Intra-European globalisation squared

This list is limited to liberalisation dynamics directly imposed by supranational organisations – the European Commission, the ECJ, the European Central Bank, the International Monetary Fund. European integration generates additional momentum for liberalisation by intensifying economic competition between EU member states, just consider the realm of taxation. Of course, the very purpose of the internal market is to increase competition within Europe – that cannot be denied. But please do not believe those who would claim that European integration is a means of protection against globalisation, in other words: against transnational competition. That, too, is a myth. In reality, European economic integration serves to amplify globalisation. To a certain extent, it’s a kind of intra-European globalisation squared.

What does this all mean for our hopes for an EU that, if nothing else, might have more of a socially advantageous impact than in the past? I do not wish to make the case for rejecting visionary projects at the European level. For example, one good project would be the provision of aid for establishing minimum social security in the poorer EU nations where there is still no such protection. It ought to be worth fighting for this and similar ideas – which are quite rightly categorised as ‘more Europe’.

If we want to discover how the EU can become more socially just, we must be prepared to detach ourselves from myths and taboos.

However, this does not change the fact that it would be irresponsible to raise false hopes of harmonisation, i.e. social unification throughout Europe, in the foreseeable future. This may change further down the line, of course. Until then, however, we will have to learn to accept a peculiar multi-level system. Competition, the freedoms of the single market and compliance with certain fundamental euro convergence requirements are protected at a European level. At the same time, the regulations and redistribution mechanisms required to realise social rights remain decentralised at member state level.

The end of the myths

This insight is extremely relevant when it comes to formulating coherent strategies. Merely coming up with visionary concepts for future European social policy is not enough. These concepts must be accompanied by a complementary secondary strategy that provides better protection for social concerns at member state level in the face of the European dynamic of liberalisation. One central element is the concept of sector-specific exemptions that has been developed by some trade union-affiliated lawyers. Its aim is to remove the work and welfare regulations of the member states from the scope of the freedoms of the single market, European competition law and corrective actions with their accompanying sanctions.

And this is where the circle closes when it comes to the myth of the Social Europe that can be achieved through ever ‘more Europe’. The urgent need to provide greater protection for work and welfare regulations against the destructive European dynamic of liberalisation cannot be integrated into the traditional narrative. The fact that a more social EU sometimes needs ‘more Europe’ but sometimes also needs ‘protection against too much Europe’ remains a taboo among social democrats and trade unionists even today. The result is a dangerous void. There’s a risk that the demands will continue to lag behind what they could actually achieve. It’s difficult for viable solutions to reach progressive agendas because they come into conflict with myths that have become effectively useless, but that nevertheless continue to be perpetuated.

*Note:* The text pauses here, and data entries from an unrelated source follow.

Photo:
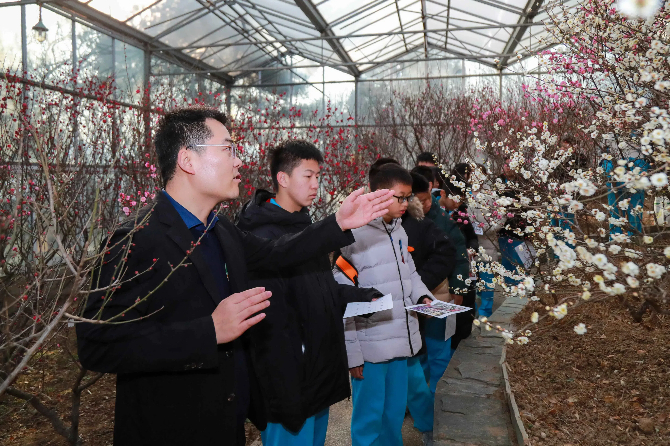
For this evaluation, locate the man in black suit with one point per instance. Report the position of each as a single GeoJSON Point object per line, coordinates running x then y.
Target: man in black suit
{"type": "Point", "coordinates": [174, 340]}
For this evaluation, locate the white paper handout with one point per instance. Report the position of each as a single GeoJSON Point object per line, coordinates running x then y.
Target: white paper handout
{"type": "Point", "coordinates": [526, 253]}
{"type": "Point", "coordinates": [359, 308]}
{"type": "Point", "coordinates": [438, 309]}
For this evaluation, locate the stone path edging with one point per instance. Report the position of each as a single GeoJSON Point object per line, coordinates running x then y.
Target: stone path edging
{"type": "Point", "coordinates": [472, 405]}
{"type": "Point", "coordinates": [521, 434]}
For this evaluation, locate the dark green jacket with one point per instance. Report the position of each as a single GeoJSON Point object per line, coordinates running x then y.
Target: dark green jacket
{"type": "Point", "coordinates": [443, 221]}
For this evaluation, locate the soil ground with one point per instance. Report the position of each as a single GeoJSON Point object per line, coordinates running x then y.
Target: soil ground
{"type": "Point", "coordinates": [608, 386]}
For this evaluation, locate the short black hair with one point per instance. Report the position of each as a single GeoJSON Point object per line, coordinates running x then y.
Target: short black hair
{"type": "Point", "coordinates": [419, 184]}
{"type": "Point", "coordinates": [389, 175]}
{"type": "Point", "coordinates": [451, 189]}
{"type": "Point", "coordinates": [374, 168]}
{"type": "Point", "coordinates": [288, 154]}
{"type": "Point", "coordinates": [425, 157]}
{"type": "Point", "coordinates": [183, 127]}
{"type": "Point", "coordinates": [439, 179]}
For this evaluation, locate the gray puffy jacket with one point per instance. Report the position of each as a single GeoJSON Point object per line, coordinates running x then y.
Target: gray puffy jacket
{"type": "Point", "coordinates": [381, 258]}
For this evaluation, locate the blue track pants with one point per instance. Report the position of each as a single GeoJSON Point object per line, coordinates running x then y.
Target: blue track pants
{"type": "Point", "coordinates": [379, 401]}
{"type": "Point", "coordinates": [420, 401]}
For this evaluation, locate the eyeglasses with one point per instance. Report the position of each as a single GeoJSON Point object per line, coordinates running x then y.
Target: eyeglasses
{"type": "Point", "coordinates": [232, 150]}
{"type": "Point", "coordinates": [401, 200]}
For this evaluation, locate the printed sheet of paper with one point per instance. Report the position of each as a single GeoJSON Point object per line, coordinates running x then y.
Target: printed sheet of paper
{"type": "Point", "coordinates": [526, 253]}
{"type": "Point", "coordinates": [359, 308]}
{"type": "Point", "coordinates": [438, 309]}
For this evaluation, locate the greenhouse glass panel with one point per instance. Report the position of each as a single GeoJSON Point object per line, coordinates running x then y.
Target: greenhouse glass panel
{"type": "Point", "coordinates": [10, 39]}
{"type": "Point", "coordinates": [50, 60]}
{"type": "Point", "coordinates": [342, 98]}
{"type": "Point", "coordinates": [94, 54]}
{"type": "Point", "coordinates": [120, 10]}
{"type": "Point", "coordinates": [129, 72]}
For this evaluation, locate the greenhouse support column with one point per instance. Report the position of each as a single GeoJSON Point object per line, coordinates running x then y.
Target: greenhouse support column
{"type": "Point", "coordinates": [24, 43]}
{"type": "Point", "coordinates": [75, 99]}
{"type": "Point", "coordinates": [463, 73]}
{"type": "Point", "coordinates": [115, 122]}
{"type": "Point", "coordinates": [229, 93]}
{"type": "Point", "coordinates": [500, 84]}
{"type": "Point", "coordinates": [356, 100]}
{"type": "Point", "coordinates": [146, 109]}
{"type": "Point", "coordinates": [290, 71]}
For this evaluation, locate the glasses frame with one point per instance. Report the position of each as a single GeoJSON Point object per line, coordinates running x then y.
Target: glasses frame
{"type": "Point", "coordinates": [231, 148]}
{"type": "Point", "coordinates": [401, 200]}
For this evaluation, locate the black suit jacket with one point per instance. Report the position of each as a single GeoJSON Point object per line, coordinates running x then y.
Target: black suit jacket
{"type": "Point", "coordinates": [175, 385]}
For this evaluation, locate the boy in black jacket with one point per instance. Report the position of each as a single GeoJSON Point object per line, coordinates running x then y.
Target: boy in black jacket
{"type": "Point", "coordinates": [298, 350]}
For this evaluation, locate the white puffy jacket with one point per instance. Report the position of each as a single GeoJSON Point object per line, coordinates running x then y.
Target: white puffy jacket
{"type": "Point", "coordinates": [381, 258]}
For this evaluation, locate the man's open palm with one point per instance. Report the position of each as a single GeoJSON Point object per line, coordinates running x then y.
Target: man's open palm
{"type": "Point", "coordinates": [359, 209]}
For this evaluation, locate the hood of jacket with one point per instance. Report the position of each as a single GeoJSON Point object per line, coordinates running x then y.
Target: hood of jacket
{"type": "Point", "coordinates": [259, 212]}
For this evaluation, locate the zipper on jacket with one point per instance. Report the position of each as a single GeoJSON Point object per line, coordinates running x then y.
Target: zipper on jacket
{"type": "Point", "coordinates": [409, 334]}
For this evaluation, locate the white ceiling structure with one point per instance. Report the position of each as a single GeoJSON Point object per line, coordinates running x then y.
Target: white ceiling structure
{"type": "Point", "coordinates": [230, 38]}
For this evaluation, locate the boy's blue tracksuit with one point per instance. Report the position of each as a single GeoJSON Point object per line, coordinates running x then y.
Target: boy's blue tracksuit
{"type": "Point", "coordinates": [383, 342]}
{"type": "Point", "coordinates": [298, 350]}
{"type": "Point", "coordinates": [435, 258]}
{"type": "Point", "coordinates": [617, 193]}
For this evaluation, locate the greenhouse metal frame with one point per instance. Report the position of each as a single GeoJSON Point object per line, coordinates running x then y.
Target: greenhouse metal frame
{"type": "Point", "coordinates": [325, 46]}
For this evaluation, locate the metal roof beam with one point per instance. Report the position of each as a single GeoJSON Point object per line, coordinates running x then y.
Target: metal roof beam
{"type": "Point", "coordinates": [127, 32]}
{"type": "Point", "coordinates": [530, 11]}
{"type": "Point", "coordinates": [321, 25]}
{"type": "Point", "coordinates": [355, 36]}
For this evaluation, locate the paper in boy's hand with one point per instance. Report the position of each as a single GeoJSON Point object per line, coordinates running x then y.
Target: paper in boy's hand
{"type": "Point", "coordinates": [360, 308]}
{"type": "Point", "coordinates": [438, 309]}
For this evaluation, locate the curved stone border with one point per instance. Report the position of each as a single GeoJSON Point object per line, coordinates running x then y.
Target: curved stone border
{"type": "Point", "coordinates": [472, 401]}
{"type": "Point", "coordinates": [517, 423]}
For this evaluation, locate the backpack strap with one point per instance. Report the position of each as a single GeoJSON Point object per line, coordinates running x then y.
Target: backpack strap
{"type": "Point", "coordinates": [347, 269]}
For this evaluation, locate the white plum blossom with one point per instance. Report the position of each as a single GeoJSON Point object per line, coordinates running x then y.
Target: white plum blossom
{"type": "Point", "coordinates": [614, 249]}
{"type": "Point", "coordinates": [655, 270]}
{"type": "Point", "coordinates": [632, 282]}
{"type": "Point", "coordinates": [630, 268]}
{"type": "Point", "coordinates": [560, 311]}
{"type": "Point", "coordinates": [600, 260]}
{"type": "Point", "coordinates": [659, 179]}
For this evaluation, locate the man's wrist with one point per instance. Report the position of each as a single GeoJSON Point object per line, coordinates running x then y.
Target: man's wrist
{"type": "Point", "coordinates": [338, 220]}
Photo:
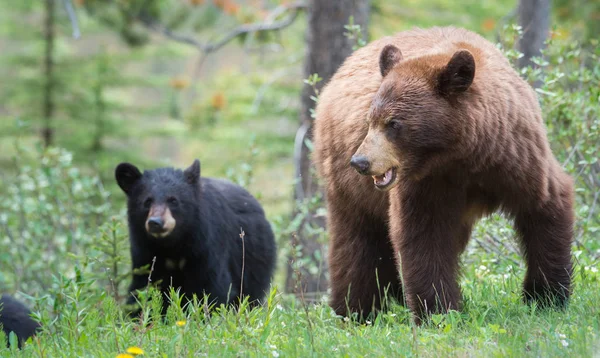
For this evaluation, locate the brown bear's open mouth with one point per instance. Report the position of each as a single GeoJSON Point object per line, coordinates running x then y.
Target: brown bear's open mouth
{"type": "Point", "coordinates": [385, 180]}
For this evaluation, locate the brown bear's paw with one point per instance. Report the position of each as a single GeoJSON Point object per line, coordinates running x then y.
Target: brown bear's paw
{"type": "Point", "coordinates": [554, 295]}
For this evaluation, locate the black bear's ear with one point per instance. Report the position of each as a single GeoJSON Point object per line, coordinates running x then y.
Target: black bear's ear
{"type": "Point", "coordinates": [127, 175]}
{"type": "Point", "coordinates": [458, 74]}
{"type": "Point", "coordinates": [389, 57]}
{"type": "Point", "coordinates": [192, 174]}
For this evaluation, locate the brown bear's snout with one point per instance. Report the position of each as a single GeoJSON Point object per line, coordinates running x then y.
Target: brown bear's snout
{"type": "Point", "coordinates": [360, 163]}
{"type": "Point", "coordinates": [160, 221]}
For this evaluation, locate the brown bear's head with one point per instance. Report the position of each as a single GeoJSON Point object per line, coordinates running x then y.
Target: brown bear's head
{"type": "Point", "coordinates": [414, 119]}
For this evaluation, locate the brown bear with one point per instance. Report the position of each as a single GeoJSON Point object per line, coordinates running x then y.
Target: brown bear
{"type": "Point", "coordinates": [417, 136]}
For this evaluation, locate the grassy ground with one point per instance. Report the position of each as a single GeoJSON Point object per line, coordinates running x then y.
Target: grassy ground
{"type": "Point", "coordinates": [494, 323]}
{"type": "Point", "coordinates": [251, 142]}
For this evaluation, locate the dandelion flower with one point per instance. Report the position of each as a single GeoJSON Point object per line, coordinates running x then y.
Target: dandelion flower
{"type": "Point", "coordinates": [135, 351]}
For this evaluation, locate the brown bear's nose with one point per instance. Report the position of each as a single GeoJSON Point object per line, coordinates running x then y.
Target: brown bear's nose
{"type": "Point", "coordinates": [155, 224]}
{"type": "Point", "coordinates": [360, 163]}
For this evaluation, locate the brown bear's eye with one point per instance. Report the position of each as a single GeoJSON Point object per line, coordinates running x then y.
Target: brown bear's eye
{"type": "Point", "coordinates": [395, 124]}
{"type": "Point", "coordinates": [173, 201]}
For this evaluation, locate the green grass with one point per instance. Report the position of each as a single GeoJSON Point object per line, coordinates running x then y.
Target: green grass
{"type": "Point", "coordinates": [494, 323]}
{"type": "Point", "coordinates": [252, 145]}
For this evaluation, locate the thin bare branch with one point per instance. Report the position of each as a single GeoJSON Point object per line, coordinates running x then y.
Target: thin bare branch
{"type": "Point", "coordinates": [269, 25]}
{"type": "Point", "coordinates": [72, 18]}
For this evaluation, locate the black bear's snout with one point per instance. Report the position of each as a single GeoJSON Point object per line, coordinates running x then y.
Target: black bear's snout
{"type": "Point", "coordinates": [155, 224]}
{"type": "Point", "coordinates": [360, 163]}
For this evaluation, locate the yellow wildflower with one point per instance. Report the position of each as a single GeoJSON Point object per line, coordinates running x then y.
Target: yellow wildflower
{"type": "Point", "coordinates": [135, 351]}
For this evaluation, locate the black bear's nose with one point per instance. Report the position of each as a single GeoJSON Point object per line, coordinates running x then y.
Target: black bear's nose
{"type": "Point", "coordinates": [155, 224]}
{"type": "Point", "coordinates": [360, 163]}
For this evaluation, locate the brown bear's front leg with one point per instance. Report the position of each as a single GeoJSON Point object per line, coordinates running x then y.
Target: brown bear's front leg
{"type": "Point", "coordinates": [428, 232]}
{"type": "Point", "coordinates": [546, 234]}
{"type": "Point", "coordinates": [361, 263]}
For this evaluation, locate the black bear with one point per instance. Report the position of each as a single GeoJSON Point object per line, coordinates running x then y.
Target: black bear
{"type": "Point", "coordinates": [191, 227]}
{"type": "Point", "coordinates": [15, 317]}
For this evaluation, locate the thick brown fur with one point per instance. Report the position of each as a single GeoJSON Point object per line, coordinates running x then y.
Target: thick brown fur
{"type": "Point", "coordinates": [463, 136]}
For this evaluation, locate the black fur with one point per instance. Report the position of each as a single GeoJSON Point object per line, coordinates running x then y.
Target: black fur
{"type": "Point", "coordinates": [15, 317]}
{"type": "Point", "coordinates": [209, 215]}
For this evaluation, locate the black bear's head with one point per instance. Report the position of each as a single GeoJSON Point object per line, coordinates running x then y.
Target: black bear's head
{"type": "Point", "coordinates": [160, 201]}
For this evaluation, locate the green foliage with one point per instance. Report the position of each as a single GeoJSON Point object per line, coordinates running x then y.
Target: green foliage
{"type": "Point", "coordinates": [50, 215]}
{"type": "Point", "coordinates": [64, 238]}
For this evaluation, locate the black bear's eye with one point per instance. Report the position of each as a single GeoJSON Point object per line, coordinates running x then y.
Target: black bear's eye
{"type": "Point", "coordinates": [173, 201]}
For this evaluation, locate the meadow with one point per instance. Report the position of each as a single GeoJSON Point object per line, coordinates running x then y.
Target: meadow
{"type": "Point", "coordinates": [63, 235]}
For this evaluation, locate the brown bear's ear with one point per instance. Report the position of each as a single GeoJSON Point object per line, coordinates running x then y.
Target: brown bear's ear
{"type": "Point", "coordinates": [192, 174]}
{"type": "Point", "coordinates": [458, 74]}
{"type": "Point", "coordinates": [127, 175]}
{"type": "Point", "coordinates": [389, 57]}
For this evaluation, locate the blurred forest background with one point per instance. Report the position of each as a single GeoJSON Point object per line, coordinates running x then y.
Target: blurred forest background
{"type": "Point", "coordinates": [87, 84]}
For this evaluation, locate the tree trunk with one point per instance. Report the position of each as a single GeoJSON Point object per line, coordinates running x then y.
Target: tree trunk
{"type": "Point", "coordinates": [327, 47]}
{"type": "Point", "coordinates": [534, 18]}
{"type": "Point", "coordinates": [48, 109]}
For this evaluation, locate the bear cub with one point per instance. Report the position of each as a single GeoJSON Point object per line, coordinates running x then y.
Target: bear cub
{"type": "Point", "coordinates": [15, 317]}
{"type": "Point", "coordinates": [191, 228]}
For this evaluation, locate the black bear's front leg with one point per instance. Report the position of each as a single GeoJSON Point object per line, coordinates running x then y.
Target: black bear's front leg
{"type": "Point", "coordinates": [546, 233]}
{"type": "Point", "coordinates": [426, 230]}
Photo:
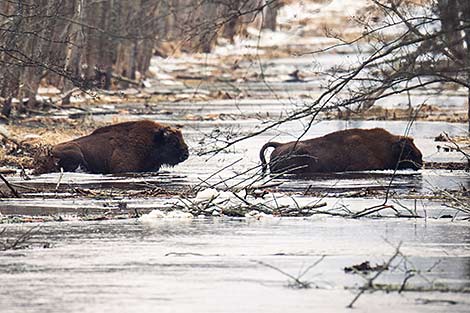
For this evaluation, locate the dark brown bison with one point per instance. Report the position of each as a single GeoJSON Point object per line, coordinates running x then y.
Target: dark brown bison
{"type": "Point", "coordinates": [139, 146]}
{"type": "Point", "coordinates": [347, 150]}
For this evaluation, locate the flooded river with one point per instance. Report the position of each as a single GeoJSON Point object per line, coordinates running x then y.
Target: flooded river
{"type": "Point", "coordinates": [222, 264]}
{"type": "Point", "coordinates": [213, 265]}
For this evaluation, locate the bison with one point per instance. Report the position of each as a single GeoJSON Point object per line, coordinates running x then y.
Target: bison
{"type": "Point", "coordinates": [138, 146]}
{"type": "Point", "coordinates": [347, 150]}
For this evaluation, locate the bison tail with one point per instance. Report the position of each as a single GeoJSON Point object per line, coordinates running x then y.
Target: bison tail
{"type": "Point", "coordinates": [264, 164]}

Myths may be a necessary aspect of political self-assurance. As we have seen from the myth of the emerging Social Europe, however, too many myths can be destructive. If we want to discover how the EU can become more socially just, we must be prepared to detach ourselves from myths and taboos. To date, however, any such readiness is rudimentary at best. We must pay attention to the risk of empirical insights being forced out of progressive debates on Europe – in favour of persistent myths. In my experience, the best approach is to explicitly call myths by their name and actively scrutinise them.